FUNDO DE CAMPANHA ASSALTO AOS COFRES PÚBLICOS

FUNDO DE CAMPANHA ASSALTO AOS COFRES PÚBLICOS

Amigos e amigas de Floripa

Abre-se o jornal ou liga-se a TV, lá esta uma noticia do avanço patrimonialista sobre os recursos dos combalidos cofres públicos. É no Judiciário, no Legislativo e no Executivo, ninguém se salva.
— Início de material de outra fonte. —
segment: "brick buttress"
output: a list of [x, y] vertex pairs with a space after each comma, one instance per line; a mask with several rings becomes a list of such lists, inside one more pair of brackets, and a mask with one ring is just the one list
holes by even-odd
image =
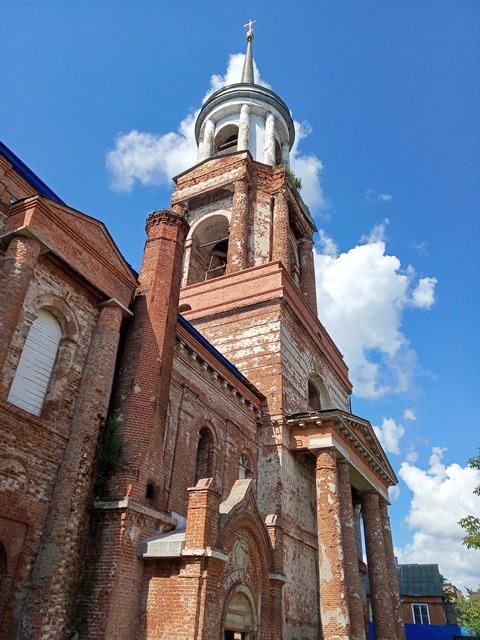
[[60, 465], [40, 550], [32, 572], [19, 638], [69, 638], [80, 575], [88, 503], [98, 436], [107, 415], [124, 308], [104, 303], [90, 342], [87, 362]]
[[123, 424], [122, 463], [108, 495], [96, 503], [93, 611], [86, 637], [131, 640], [140, 607], [140, 540], [173, 528], [165, 513], [163, 441], [170, 394], [180, 277], [188, 224], [183, 209], [150, 214], [133, 318], [127, 331], [113, 406]]

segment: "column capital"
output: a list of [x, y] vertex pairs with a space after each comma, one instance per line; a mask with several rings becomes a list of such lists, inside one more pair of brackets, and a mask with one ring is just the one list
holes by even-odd
[[161, 211], [154, 211], [147, 217], [145, 223], [145, 231], [150, 237], [150, 230], [153, 227], [157, 227], [161, 224], [166, 224], [175, 227], [184, 227], [185, 232], [189, 229], [189, 224], [184, 217], [184, 208], [180, 204], [174, 204], [172, 209], [162, 209]]

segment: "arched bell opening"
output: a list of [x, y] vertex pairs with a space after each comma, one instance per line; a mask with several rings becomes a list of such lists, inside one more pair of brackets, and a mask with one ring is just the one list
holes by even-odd
[[235, 153], [238, 146], [238, 125], [227, 124], [222, 127], [215, 135], [213, 153], [215, 155], [223, 155], [226, 153]]
[[223, 640], [255, 640], [256, 620], [253, 598], [246, 585], [230, 593], [224, 611]]
[[297, 287], [300, 286], [300, 254], [298, 252], [298, 244], [293, 233], [288, 239], [290, 249], [290, 275], [295, 281]]
[[228, 255], [229, 220], [223, 213], [205, 216], [185, 243], [186, 285], [212, 280], [225, 274]]
[[322, 376], [317, 373], [312, 374], [308, 380], [307, 395], [309, 411], [335, 408]]

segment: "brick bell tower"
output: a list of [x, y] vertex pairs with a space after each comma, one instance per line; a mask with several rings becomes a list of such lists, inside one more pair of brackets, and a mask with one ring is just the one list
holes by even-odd
[[190, 225], [180, 311], [267, 399], [257, 499], [284, 523], [284, 636], [368, 637], [366, 546], [377, 637], [401, 640], [386, 511], [397, 480], [371, 425], [350, 414], [348, 368], [317, 316], [294, 124], [255, 84], [249, 26], [241, 82], [205, 102], [197, 164], [175, 178], [172, 206]]

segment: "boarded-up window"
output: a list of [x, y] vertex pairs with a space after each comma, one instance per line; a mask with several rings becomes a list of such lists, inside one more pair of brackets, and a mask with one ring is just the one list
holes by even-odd
[[28, 332], [8, 401], [39, 416], [62, 338], [60, 323], [40, 309]]

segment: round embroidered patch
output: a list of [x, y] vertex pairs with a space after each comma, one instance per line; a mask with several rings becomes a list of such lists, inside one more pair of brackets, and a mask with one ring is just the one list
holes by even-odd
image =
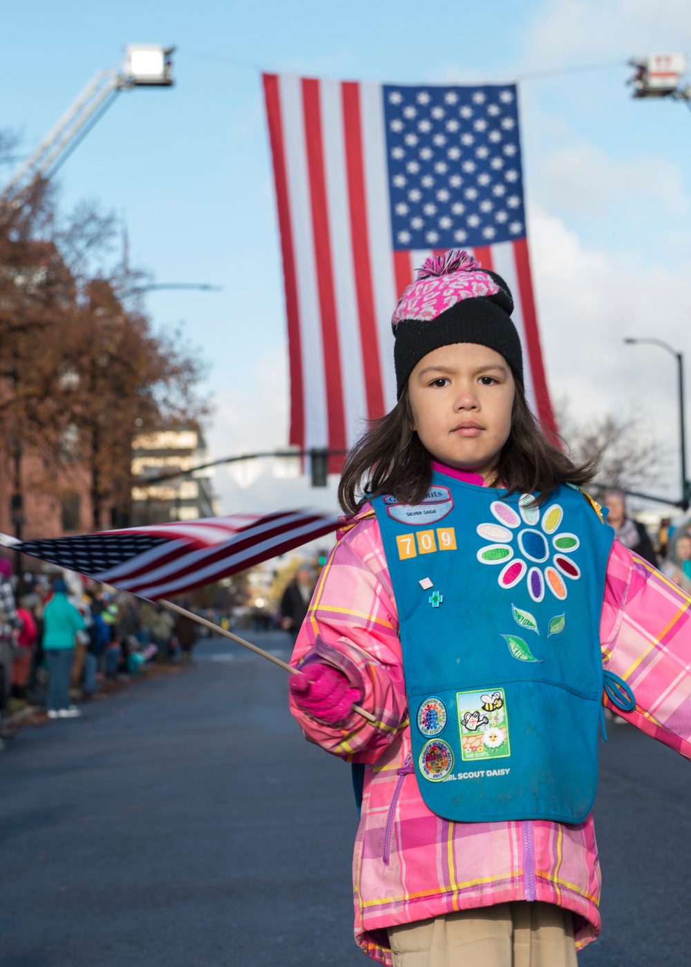
[[531, 493], [524, 493], [519, 501], [521, 516], [530, 527], [534, 527], [540, 519], [540, 508], [535, 507], [534, 500], [535, 498]]
[[578, 550], [581, 542], [575, 534], [557, 534], [552, 539], [552, 546], [555, 550]]
[[558, 574], [554, 568], [545, 568], [545, 577], [547, 578], [550, 591], [553, 593], [555, 598], [558, 598], [560, 601], [564, 601], [566, 599], [566, 585], [564, 584], [561, 575]]
[[441, 739], [433, 739], [426, 743], [418, 759], [420, 772], [430, 782], [438, 782], [446, 778], [454, 768], [454, 753], [451, 747]]
[[511, 561], [499, 574], [500, 588], [513, 588], [523, 578], [526, 566], [525, 561]]
[[527, 592], [538, 603], [545, 597], [545, 579], [539, 568], [530, 568], [527, 574]]
[[577, 581], [581, 576], [579, 566], [570, 557], [566, 557], [565, 554], [555, 554], [554, 562], [555, 567], [558, 568], [562, 574], [566, 574], [572, 580]]
[[542, 518], [542, 529], [545, 534], [554, 534], [556, 528], [561, 523], [561, 518], [564, 515], [564, 512], [561, 510], [558, 504], [553, 504], [546, 512]]
[[417, 713], [417, 727], [426, 739], [440, 735], [446, 727], [446, 706], [440, 698], [426, 698]]
[[490, 504], [490, 510], [496, 519], [500, 520], [502, 524], [506, 524], [507, 527], [518, 527], [521, 523], [521, 518], [513, 507], [509, 507], [508, 504], [504, 504], [500, 500], [493, 501]]
[[536, 561], [541, 564], [550, 556], [550, 548], [547, 541], [539, 531], [525, 530], [519, 534], [519, 547], [528, 561]]

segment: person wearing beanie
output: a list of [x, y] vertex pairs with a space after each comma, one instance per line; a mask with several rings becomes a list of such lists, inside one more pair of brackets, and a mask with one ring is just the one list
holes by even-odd
[[75, 660], [75, 635], [86, 623], [68, 600], [62, 577], [53, 580], [53, 595], [44, 611], [44, 653], [48, 666], [48, 718], [77, 718], [80, 709], [70, 702], [70, 677]]
[[398, 403], [346, 459], [291, 658], [292, 715], [353, 767], [355, 938], [386, 967], [576, 967], [603, 705], [691, 758], [691, 599], [530, 412], [512, 311], [464, 251], [404, 292]]
[[[0, 728], [7, 714], [7, 703], [12, 690], [15, 641], [21, 627], [16, 614], [11, 576], [12, 562], [6, 557], [0, 557]], [[0, 738], [0, 751], [4, 751], [5, 747], [5, 743]]]

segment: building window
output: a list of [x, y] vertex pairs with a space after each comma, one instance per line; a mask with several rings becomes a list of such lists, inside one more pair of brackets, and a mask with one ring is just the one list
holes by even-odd
[[75, 493], [70, 497], [65, 497], [62, 501], [62, 529], [63, 531], [78, 531], [79, 516], [81, 511], [81, 501], [79, 494]]

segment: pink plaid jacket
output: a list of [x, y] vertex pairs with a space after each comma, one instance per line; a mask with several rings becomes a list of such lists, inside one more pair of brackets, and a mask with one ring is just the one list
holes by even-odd
[[[691, 598], [615, 542], [600, 625], [603, 664], [634, 689], [636, 709], [624, 718], [688, 758], [690, 605]], [[353, 856], [355, 939], [362, 950], [390, 965], [387, 926], [526, 898], [572, 910], [579, 950], [594, 940], [600, 867], [592, 814], [578, 826], [453, 823], [425, 806], [407, 771], [398, 616], [370, 505], [322, 571], [292, 663], [315, 646], [361, 686], [361, 704], [377, 719], [374, 725], [353, 715], [343, 727], [330, 727], [291, 707], [308, 740], [348, 762], [366, 763]]]

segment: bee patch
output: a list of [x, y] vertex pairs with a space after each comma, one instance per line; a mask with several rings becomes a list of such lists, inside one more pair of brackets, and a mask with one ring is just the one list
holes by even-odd
[[456, 705], [464, 762], [503, 759], [511, 755], [503, 689], [487, 692], [459, 691]]

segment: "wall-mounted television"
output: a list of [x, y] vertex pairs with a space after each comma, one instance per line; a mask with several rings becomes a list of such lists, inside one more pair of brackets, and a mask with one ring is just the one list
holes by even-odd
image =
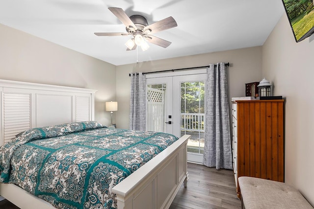
[[282, 0], [295, 41], [314, 33], [314, 0]]

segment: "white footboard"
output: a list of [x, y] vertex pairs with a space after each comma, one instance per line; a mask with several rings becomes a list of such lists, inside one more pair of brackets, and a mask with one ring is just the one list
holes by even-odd
[[187, 181], [184, 135], [112, 188], [118, 209], [168, 209]]

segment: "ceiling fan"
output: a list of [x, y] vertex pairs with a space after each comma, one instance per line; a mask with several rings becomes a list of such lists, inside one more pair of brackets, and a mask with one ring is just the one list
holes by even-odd
[[127, 32], [94, 33], [95, 35], [99, 36], [132, 35], [133, 37], [125, 44], [127, 46], [127, 50], [134, 50], [137, 46], [140, 46], [143, 51], [147, 50], [149, 46], [145, 40], [164, 48], [169, 46], [171, 44], [170, 42], [152, 34], [178, 26], [172, 17], [149, 25], [146, 19], [141, 15], [132, 15], [129, 17], [121, 8], [109, 7], [108, 9], [124, 24]]

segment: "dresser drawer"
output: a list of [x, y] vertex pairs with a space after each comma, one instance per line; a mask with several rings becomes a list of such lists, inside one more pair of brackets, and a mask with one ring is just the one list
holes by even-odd
[[237, 136], [237, 121], [232, 117], [232, 136]]
[[236, 119], [236, 118], [237, 117], [237, 110], [236, 108], [237, 108], [236, 103], [232, 103], [232, 115], [234, 117], [235, 117]]

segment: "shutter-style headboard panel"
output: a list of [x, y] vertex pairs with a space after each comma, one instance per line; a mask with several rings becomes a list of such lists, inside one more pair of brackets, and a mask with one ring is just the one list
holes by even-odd
[[5, 143], [30, 128], [30, 94], [2, 93], [3, 137]]
[[29, 128], [94, 120], [96, 92], [0, 80], [0, 146]]

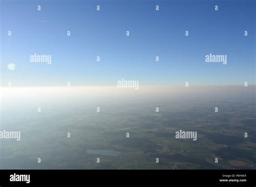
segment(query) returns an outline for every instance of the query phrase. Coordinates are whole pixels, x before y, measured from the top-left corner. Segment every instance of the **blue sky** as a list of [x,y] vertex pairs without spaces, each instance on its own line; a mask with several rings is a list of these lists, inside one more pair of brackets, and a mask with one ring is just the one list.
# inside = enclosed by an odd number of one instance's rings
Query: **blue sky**
[[[253,1],[2,0],[2,85],[255,84],[255,10]],[[30,62],[34,53],[52,63]],[[227,64],[206,63],[210,53]]]

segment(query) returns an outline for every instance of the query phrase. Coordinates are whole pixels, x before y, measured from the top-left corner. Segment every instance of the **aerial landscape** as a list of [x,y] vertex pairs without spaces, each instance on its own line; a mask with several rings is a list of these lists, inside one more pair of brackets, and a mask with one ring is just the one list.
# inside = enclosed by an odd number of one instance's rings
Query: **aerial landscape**
[[0,169],[256,169],[255,1],[145,2],[1,1]]

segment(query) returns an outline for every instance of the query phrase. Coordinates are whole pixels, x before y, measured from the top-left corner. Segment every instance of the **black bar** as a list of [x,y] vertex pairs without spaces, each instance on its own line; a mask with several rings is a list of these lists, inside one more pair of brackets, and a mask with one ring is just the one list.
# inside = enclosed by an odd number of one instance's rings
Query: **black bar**
[[[30,175],[29,183],[24,181],[11,182],[10,175],[14,174]],[[255,171],[253,170],[2,170],[0,186],[83,184],[255,186]],[[228,175],[230,177],[228,177]],[[220,182],[220,179],[246,181]]]

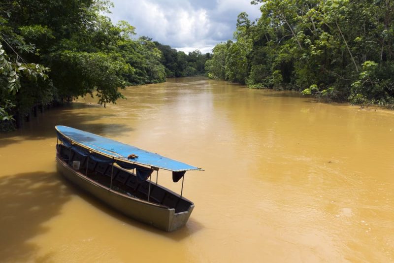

Todos querem mamar, cada vez, com mais intensidade.

Ontem vimos e ouvimos o Governador do Rio, um estado quebrado, licitando serviços de um jatinho com todas as mordomias; os prestimosos procuradores recuaram dos 16% de aumento que haviam se atribuído não por sua magnanimidade administrativa, mas porque os Ministros do STF, esses sim, por entenderem que neste momento a austeridade se impõe, congelaram os seus proventos em 33,5 mil por mês.

No final da noite, os serelepes deputados federais anunciaram que aprovaram numa comissão um Fundo de Campanha de 3,6 bilhões para a próxima campanha eleitoral. É muito abuso, recorrer a quem?

Vamos ver quanto custa a próxima eleição. Como todos sabem há uma estrutura permanente para regulá-la, jabuticaba só existente no Brasil. A Justiça Eleitoral nos custa a cada dois anos, período entre uma eleição e outra nada menos do que R$7.218.431.698 (2017)X2 = 14,4. Em dois anos, estimam-se que as renunciais fiscais do Governo por permitir que os partidos usem horários gratuitos, chegue a 1 bilhão por ano, portanto mais 2 bilhões.  Há o Fundo Partidário cujo valor também se aproxima este ano de 1 bilhão X 2 = 2 bi. Agora este monstrengo de 3,6 bilhões. Tudo somado a próxima eleição vai nos custar: 14,4+2+2+3,6 = 22 bilhões.

Tudo isso não seria necessário, mediante uma modesta alteração, criando o Sistema Distrital, barateando em 90% os custos da campanha. É mero capricho de maus políticos, de maus hábitos, querer usar mais dinheiro do povo para se eleger.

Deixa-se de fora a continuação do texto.